La última primavera se presenta como una reconstrucción de los escasos días en que los Gabarre-Mendoza tuvieron que enfrentarse a cómo el brazo mecánico de una grúa demolía los débiles muros que hasta ese momento los habían abrazado a ellos, teniendo la oportunidad en esta ocasión de ofrecer una reacción mediante los primeros planos que la directora recoge de cada uno de ellos. Y es ahí donde reside lo extraordinario, en haber sabido aprovechar la perspectiva y la distancia que ofrecen el tiempo y la ficción para encuadrar lo más relevante y dejar fuera de campo -mediante las elipsis o el ágil montaje- lo que menos importa. Por tanto, la película adquiere sentido como un cruce continuo entre el artificio de la puesta en escena, planificada y organizada, y la veracidad de la realidad, presente en los rostros y diálogos improvisados de los verdaderos protagonistas de la historia.

La cámara, siempre en mano, se cuela dentro de la chabola de los Gabarre-Mendoza a la vez que en la gran comunidad de las familias que habitan ese espacio -asombrosamente madrileño- como si fuera una más. No hace ruido, no se mueve a destiempo. Sigue muy de cerca, aunque sin resultar nunca intrusiva, a ese David padre intentado solicitar una vivienda donde realojar a su clan demostrando las mil y unas trabas burocráticas; a esa Agustina madre, extenuada, limpiando una cocina donde se prepara el sustento de muchos; a ese joven David que busca ganarse la vida como peluquero mientras se convierte en adulto; a esa joven María a la que su madre no entiende por haber dejado su casa; incluso al pequeño Alejandro que parece destinado a un crecimiento precoz… Una cámara confidente que se detiene en el retrato de los personajes a través de sus expresiones y, sobre todo, de sus acciones cotidianas, esas que demuestran el lugar central que ocupa para todos ellos la noción de familia. Una noción fuerte que pasa por ver a ese abuelo abrazado a su pequeño nieto mientras duerme con el biberón en la mano. La misma noción que se oye cantada por los Yakis en los créditos: «por bandera mi familia, mi familia es lo primero». Y serán esos lazos afectivos de La última primavera, reforzados por la crianza en los márgenes, los que provocan que el realojamiento se perciba como una fractura insalvable en la familia. Como una brecha imposible de sondear. Porque estas familias no se sienten preparadas para reinsertarse en pequeños pisos incapaces de congregar y dar asilo a tantos miembros. Algo que resume a la perfección Lamberti en dos escenas que se contraponen, la de esos dos chicos corriendo en el monte frente al estatismo con que se observan en el parque artificial de una urbanización de pisos.
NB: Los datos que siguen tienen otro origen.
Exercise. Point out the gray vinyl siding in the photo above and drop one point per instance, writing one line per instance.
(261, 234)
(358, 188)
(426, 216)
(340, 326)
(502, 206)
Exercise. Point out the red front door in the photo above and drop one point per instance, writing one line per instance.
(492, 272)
Entonces, en La última primavera, galardonada con el premio New Directors en el Festival de San Sebastián, podría decirse que Isabel Lamberti propone la evocación de un recuerdo. El recuerdo, que siempre permanecerá en presente, de una familia que se vio obligada a hacer la mudanza de toda una vida en un par de días. El testimonio ficcionado de quienes pensaron que la irrupción de la policía en el cumpleaños del pequeño Alejandro no era más que otra respuesta burda ante el desconocimiento de una forma de vida. La ruptura de la promesa de la permanencia de esa vida «otra tempora’ güena», como dice David. Y, aunque ya no habrá más una chabola pintada de morado, ni extensos campos por los que correr, ni un espacio común para todos, siempre les quedará el sentimiento de comunidad que han logrado preservar a pesar de todo -La última primavera cierra de la misma forma que abre-. Esa idea de comunidad, de familia, de hermandad, que es capaz de hacer posible trasladar la Cañada Real a un Madrid más cercano. De mantener lo vivido en las sillas y grandes mesas de plástico de su patio a los conjuntos cool de las terrazas de cadenas de comida rápida. Porque, como todos hemos aprendido para el final de la película, la Cañada no es solo un lugar aparentemente desconocido. Son todos y cada uno de ellos.